Ja, aus medizinischer Sicht ist es weniger schädlich, einen Joint ohne Tabak zu rauchen – aber „gesund“ ist es deshalb trotzdem nicht. Tabak enthält Nikotin, das süchtig machen kann, sowie zahlreiche zusätzliche Schadstoffe, die das Risiko für Lungenkrebs, COPD und Herz-Kreislauf-Erkrankungen erhöhen. Wer Cannabis ohne Tabakzusatz konsumiert, vermeidet diese zusätzlichen Belastungen. Studien zeigen zudem, dass der kombinierte Konsum von Cannabis und Tabak besonders schädlich für die Lunge ist – teils mit synergistischen Effekten, etwa bei chronischem Husten oder Atemnot. Aber: Auch der reine Cannabisrauch enthält beim Verbrennen giftige Substanzen. Zudem wird Cannabis oft ohne Filter geraucht und besonders tief inhaliert, was die Lunge zusätzlich belasten kann.
Kiffer-Lunge und Raucher-Lunge – gibt es Unterschiede?
Ja, es gibt Unterschiede: Während Zigarettenrauch typischerweise zu einer Verengung der Atemwege und COPD führt, verursacht Cannabisrauch eher Reizungen, Schleimbildung und eine Überblähung der Lunge.
Woran merkt man, dass man Probleme mit der Lunge hat?
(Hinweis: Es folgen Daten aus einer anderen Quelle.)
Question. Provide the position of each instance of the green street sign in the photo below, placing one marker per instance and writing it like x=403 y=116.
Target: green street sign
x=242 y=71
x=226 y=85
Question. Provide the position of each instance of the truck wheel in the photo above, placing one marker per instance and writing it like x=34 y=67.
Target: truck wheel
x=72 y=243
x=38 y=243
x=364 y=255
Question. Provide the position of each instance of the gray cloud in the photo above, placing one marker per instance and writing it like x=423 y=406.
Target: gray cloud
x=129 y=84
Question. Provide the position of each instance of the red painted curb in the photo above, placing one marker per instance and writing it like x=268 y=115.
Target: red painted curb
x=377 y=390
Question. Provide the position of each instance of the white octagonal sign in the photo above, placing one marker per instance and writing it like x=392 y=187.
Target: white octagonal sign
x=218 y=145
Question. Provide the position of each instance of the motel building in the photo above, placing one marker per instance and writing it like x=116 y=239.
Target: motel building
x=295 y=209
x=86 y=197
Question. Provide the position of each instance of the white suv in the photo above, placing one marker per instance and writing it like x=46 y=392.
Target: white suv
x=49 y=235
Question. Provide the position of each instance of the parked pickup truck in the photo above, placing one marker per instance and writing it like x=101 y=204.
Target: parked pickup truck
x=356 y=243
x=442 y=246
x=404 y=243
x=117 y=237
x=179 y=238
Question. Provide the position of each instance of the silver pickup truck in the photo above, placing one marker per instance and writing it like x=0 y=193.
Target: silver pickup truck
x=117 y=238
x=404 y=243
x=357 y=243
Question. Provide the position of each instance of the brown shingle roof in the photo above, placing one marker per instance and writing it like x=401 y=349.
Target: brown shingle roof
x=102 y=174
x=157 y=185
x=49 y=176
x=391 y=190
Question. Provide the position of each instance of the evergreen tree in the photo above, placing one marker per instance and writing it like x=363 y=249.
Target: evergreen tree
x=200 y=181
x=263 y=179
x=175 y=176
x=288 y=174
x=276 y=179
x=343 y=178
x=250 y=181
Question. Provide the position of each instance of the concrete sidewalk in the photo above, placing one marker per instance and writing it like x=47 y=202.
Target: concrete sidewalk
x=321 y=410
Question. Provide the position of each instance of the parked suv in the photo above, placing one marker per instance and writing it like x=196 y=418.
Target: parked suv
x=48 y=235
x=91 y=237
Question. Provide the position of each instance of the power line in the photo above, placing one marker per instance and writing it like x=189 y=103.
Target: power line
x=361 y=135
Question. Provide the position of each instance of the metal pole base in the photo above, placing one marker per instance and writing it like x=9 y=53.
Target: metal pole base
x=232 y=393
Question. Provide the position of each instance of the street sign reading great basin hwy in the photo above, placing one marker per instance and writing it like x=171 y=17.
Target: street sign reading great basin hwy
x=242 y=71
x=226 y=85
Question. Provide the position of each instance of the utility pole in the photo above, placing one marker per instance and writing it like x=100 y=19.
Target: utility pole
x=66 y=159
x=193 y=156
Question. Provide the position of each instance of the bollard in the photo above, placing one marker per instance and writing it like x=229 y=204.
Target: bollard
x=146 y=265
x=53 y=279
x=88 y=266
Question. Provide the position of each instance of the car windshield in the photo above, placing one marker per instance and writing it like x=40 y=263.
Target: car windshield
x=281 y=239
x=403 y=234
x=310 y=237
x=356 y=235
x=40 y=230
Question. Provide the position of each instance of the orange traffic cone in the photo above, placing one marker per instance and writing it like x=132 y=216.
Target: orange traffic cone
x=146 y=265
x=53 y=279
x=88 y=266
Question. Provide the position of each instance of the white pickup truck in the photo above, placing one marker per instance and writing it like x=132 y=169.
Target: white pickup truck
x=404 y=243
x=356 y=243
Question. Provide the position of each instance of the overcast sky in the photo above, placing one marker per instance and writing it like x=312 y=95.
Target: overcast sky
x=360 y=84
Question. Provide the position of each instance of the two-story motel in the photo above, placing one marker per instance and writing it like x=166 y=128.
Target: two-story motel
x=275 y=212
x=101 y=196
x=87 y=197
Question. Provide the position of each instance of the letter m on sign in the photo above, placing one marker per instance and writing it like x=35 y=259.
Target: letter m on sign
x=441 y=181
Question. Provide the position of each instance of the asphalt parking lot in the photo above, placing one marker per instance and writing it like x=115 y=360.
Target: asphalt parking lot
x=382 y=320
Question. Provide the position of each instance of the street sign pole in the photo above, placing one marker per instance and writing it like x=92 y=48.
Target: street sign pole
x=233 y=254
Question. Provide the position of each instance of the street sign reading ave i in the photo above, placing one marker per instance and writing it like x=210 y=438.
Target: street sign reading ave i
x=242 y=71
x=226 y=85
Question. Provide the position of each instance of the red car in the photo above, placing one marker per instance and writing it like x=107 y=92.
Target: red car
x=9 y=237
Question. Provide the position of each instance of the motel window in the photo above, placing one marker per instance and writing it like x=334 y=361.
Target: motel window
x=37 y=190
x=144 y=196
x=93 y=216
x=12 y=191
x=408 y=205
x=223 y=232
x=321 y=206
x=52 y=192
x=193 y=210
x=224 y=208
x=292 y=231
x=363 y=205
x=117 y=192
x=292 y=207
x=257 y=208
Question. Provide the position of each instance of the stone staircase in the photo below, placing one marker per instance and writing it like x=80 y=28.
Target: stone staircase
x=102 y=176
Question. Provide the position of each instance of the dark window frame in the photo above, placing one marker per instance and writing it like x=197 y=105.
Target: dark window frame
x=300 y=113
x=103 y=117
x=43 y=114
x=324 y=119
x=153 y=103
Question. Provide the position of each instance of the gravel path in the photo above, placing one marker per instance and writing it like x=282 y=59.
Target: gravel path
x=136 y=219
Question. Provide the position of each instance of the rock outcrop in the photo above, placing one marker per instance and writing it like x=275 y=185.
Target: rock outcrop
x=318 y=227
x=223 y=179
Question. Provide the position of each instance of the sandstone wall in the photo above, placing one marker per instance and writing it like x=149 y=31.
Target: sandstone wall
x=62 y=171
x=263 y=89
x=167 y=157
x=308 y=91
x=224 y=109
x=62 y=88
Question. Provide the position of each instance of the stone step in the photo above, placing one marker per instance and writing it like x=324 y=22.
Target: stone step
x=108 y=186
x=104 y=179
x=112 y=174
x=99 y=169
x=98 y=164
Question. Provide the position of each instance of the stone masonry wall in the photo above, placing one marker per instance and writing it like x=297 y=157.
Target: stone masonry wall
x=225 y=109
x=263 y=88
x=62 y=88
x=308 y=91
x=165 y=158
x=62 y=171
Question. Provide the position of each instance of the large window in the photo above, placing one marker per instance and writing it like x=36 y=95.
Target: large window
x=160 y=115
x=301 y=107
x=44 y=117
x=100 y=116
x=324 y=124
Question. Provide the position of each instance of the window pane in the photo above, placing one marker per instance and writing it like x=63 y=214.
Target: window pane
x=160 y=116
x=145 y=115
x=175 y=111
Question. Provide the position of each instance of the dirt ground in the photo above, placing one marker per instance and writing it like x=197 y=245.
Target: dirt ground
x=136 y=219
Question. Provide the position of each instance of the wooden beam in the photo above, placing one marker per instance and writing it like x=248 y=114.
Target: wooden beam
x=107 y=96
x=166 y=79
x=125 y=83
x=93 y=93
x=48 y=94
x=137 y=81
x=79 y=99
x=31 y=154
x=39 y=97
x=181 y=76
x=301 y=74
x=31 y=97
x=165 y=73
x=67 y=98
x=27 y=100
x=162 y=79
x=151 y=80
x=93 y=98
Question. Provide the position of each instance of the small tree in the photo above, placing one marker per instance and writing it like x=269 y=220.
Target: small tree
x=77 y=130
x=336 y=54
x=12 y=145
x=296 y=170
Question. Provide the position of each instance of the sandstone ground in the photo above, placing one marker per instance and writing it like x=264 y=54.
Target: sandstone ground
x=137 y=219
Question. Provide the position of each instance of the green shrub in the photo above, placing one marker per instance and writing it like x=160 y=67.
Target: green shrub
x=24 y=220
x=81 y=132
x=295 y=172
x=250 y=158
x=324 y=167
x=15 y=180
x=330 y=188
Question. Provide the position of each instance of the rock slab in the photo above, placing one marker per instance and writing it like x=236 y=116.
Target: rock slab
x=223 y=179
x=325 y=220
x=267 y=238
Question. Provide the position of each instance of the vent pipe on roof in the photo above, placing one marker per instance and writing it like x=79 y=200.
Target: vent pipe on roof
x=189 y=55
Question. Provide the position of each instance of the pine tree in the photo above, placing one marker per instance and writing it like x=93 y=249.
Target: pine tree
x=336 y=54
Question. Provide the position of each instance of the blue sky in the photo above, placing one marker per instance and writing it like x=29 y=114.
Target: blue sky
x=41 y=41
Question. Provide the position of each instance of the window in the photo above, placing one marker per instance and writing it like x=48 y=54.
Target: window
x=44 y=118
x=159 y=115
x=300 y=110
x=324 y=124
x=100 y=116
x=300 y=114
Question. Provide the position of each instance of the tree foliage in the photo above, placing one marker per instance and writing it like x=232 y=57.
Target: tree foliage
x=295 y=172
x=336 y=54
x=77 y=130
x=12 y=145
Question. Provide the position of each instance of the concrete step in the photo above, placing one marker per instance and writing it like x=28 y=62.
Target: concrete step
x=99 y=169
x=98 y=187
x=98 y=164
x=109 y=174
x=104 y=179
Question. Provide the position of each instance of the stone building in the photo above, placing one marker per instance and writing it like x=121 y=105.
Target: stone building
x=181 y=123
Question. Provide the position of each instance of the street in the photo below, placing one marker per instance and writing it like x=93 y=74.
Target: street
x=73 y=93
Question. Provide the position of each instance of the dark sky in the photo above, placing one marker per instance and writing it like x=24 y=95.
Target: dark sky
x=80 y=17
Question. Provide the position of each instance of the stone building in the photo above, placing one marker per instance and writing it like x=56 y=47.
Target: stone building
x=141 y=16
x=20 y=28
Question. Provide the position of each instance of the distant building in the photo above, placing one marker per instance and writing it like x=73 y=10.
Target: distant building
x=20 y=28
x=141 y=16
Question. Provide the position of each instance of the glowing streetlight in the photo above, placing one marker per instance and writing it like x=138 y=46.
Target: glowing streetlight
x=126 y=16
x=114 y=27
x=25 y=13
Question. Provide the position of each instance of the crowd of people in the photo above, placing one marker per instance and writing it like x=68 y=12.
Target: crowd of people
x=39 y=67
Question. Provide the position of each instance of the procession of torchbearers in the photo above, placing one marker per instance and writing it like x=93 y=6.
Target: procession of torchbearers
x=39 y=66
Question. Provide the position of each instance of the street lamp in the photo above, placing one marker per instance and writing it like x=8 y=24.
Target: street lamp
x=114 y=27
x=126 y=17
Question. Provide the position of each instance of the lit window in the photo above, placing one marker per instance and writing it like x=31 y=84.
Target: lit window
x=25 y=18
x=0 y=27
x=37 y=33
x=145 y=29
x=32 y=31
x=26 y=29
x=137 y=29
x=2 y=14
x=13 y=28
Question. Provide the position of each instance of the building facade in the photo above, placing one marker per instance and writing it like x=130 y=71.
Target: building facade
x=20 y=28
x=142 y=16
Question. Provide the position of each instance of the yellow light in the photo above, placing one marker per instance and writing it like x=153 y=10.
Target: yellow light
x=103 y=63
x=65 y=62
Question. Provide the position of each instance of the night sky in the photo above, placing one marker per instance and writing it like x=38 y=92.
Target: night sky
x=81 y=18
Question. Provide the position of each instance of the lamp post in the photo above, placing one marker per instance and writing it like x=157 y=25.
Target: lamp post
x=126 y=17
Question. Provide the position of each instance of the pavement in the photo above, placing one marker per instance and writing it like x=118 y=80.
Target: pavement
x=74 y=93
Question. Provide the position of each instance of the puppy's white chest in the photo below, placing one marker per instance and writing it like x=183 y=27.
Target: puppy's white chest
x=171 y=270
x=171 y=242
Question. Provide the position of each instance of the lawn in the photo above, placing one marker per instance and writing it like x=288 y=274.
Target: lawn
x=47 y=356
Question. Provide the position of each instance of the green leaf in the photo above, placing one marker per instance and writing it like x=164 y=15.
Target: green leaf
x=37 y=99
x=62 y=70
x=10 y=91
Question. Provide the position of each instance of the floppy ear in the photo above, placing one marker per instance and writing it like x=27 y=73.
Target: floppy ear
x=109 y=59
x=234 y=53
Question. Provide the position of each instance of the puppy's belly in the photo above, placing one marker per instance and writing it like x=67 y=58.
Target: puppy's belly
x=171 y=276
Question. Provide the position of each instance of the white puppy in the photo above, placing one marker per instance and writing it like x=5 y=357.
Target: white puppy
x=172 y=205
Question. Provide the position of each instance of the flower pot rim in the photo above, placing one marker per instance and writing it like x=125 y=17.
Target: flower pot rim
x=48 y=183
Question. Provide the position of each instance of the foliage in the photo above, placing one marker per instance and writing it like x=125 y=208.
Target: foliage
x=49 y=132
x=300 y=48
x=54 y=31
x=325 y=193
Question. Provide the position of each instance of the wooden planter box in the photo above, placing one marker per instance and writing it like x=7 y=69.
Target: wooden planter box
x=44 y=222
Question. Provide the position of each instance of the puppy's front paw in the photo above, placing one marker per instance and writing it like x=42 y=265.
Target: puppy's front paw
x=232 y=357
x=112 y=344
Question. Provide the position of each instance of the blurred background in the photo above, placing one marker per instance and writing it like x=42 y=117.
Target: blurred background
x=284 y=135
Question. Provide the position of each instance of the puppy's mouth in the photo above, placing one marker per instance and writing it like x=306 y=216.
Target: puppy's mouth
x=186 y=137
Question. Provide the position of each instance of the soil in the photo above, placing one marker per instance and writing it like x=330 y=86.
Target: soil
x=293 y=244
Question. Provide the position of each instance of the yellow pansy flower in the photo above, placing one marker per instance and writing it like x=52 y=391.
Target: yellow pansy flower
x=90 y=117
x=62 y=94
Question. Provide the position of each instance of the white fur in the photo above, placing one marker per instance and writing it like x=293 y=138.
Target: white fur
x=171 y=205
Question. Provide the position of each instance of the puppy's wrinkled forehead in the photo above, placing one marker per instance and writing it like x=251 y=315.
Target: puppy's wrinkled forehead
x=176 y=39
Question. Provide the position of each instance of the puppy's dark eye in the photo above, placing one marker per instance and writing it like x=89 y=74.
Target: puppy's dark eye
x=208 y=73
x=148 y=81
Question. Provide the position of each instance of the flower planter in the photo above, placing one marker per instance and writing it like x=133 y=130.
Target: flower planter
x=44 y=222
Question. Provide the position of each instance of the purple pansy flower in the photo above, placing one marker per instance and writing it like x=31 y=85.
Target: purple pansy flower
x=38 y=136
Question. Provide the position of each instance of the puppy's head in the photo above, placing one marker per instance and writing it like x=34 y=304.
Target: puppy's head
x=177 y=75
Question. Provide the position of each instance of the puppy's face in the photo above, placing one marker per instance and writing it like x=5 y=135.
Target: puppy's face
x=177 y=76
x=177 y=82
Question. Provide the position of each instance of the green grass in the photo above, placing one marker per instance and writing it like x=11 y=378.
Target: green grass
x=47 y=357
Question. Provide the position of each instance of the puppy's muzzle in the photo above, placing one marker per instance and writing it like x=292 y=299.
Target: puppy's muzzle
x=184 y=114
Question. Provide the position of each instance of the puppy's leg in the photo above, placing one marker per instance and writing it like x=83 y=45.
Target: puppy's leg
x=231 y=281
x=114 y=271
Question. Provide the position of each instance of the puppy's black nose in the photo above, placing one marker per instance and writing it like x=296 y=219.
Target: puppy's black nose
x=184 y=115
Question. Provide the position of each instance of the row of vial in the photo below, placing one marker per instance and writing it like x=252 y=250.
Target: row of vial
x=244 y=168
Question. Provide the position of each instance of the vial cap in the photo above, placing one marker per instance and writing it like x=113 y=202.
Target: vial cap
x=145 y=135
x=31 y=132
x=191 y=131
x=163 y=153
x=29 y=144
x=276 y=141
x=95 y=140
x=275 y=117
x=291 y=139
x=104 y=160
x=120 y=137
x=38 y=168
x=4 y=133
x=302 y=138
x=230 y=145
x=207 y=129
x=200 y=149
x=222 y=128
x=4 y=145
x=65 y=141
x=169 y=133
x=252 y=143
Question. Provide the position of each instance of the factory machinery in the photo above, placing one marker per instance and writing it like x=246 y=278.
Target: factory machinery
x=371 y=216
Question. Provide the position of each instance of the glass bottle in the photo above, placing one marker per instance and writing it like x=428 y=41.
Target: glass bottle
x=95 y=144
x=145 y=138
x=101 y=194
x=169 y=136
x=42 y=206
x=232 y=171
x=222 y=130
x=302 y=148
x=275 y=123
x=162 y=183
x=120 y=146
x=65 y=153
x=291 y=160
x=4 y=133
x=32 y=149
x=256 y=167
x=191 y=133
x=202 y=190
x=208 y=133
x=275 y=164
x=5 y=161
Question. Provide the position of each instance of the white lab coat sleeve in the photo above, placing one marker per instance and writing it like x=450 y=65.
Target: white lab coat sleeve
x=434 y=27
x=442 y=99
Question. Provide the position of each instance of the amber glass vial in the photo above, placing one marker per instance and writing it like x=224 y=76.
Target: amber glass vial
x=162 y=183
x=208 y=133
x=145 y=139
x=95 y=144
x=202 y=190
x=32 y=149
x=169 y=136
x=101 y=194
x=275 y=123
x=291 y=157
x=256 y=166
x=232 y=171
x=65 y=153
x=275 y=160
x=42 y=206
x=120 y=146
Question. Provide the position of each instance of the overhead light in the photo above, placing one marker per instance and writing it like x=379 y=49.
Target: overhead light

Typische Anzeichen für Lungenprobleme sind chronischer Husten, Kurzatmigkeit, Keuchen, ein Engegefühl in der Brust oder vermehrte Schleimbildung – vor allem beim Atmen oder nach Belastung. Auch häufige Atemwegsinfekte können ein Hinweis sein. Lungenschmerzen selbst spürt man meist als stechenden, ziehenden oder drückenden Schmerz beim Ein- oder Ausatmen. Sie können bei tiefer Atmung, Husten oder Bewegung stärker werden. Wichtig: Die Lunge selbst hat keine Schmerzrezeptoren – was man fühlt, stammt oft aus der Umgebung, etwa von der Lungenhaut (Pleura), der Brustwand oder den Muskeln. Bei solchen Beschwerden sollte man immer ärztlich abklären lassen, was dahintersteckt.